検察は不起訴処分の根拠として▼安益泰先生が満州国建国10周年記念音楽会で本人が作曲した「満州国」を指揮した点▼「満州国」の合唱の部分は在ベルリン満州国公使館参事官だった江原綱一が作詞し、安益泰先生が彼の私邸で2年半共に過ごした点▼米陸軍の文書によると江原綱一が日本情報機関のドイツ総責という主張がある点--を挙げた。
また▼愛国歌がブルガリア民謡「ああドブリチの地」と旋律の展開が似ていて出現音の一致度が58-72%にのぼる点▼学界でも「コリア幻想曲」が「満州国」「極東」の自己盗用という主張がある点▼十数年間の安益泰先生の親日行跡をめぐる論争があった点--を挙げ、金会長の主張は虚偽と認識して発言したものではないと判断した。

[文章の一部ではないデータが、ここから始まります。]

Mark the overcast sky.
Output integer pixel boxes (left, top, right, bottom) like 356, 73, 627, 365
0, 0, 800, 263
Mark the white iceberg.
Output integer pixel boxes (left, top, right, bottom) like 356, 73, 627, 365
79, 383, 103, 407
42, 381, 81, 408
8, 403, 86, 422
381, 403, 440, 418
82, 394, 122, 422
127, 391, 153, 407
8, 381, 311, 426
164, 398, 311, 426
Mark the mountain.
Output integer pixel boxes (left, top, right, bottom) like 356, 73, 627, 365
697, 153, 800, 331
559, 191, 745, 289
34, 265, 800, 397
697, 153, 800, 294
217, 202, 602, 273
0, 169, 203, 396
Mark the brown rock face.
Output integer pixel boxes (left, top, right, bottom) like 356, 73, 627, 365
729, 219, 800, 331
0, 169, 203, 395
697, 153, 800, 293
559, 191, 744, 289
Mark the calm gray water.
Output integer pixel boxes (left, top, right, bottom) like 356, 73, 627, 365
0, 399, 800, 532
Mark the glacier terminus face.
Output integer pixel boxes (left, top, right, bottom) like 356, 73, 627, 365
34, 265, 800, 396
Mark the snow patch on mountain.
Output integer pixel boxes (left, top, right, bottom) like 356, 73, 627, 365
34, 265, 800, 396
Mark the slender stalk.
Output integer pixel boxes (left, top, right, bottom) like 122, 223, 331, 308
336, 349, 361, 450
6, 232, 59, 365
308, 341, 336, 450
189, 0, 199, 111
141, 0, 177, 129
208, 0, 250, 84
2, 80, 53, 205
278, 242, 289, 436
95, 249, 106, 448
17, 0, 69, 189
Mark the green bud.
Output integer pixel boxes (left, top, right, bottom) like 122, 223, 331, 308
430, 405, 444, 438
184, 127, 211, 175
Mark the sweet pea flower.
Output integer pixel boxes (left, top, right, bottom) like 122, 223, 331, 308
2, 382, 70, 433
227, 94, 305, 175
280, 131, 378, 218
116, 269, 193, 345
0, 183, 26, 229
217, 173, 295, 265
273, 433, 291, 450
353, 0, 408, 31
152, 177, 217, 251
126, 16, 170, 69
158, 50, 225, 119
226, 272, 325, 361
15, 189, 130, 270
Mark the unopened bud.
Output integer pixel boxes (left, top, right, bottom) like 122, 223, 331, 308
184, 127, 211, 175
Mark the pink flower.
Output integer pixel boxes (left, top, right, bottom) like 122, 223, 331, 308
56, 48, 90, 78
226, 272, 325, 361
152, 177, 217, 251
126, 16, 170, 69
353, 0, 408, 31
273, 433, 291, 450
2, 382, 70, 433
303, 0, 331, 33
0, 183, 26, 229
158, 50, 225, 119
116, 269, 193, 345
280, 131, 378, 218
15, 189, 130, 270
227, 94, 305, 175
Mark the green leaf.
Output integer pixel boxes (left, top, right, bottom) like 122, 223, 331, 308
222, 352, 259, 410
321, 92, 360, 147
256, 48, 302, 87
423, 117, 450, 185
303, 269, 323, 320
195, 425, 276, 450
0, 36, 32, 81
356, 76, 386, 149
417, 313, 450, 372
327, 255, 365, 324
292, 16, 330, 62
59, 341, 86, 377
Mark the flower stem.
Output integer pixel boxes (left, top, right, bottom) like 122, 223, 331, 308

アン氏側は検察の不起訴処分を不服とし、先月22日にソウル高裁に抗告した。
抗告状によると、アン氏側は問題の「満州国建国10周年記念音楽会」の映像は金会長の主張のように「ドイツ政府から入手」したものではなく、単にベルリン連邦文書保管所から収集したものにすぎないと主張した。また、安益泰先生が日本の諜報員だったという物証は残っておらず、米陸軍の文書も存在の有無が不明だと反論した。
愛国歌がブルガリア民謡を盗用したという主張についても、安益泰先生は愛国歌を完成した1935年の前に欧州地域を訪問したことがなく、過去に似た論議があった当時もコン・ソクチュン延世大作曲科教授と文化公報部(文化体育観光部の前身)が盗用でないと一蹴したと強調した。
特に出現音一致度比較は各音がどのような順序と拍子で配列されているかを考慮せず、単にどの高さの音が使われたかだけを比較したものだと反論した。
アン氏側は「検察は警察と同じく金会長側が提出した資料の信憑性を検討しないまま不起訴処分とした」とし、ソウル高検に再起捜査命令を出してほしいと要求した。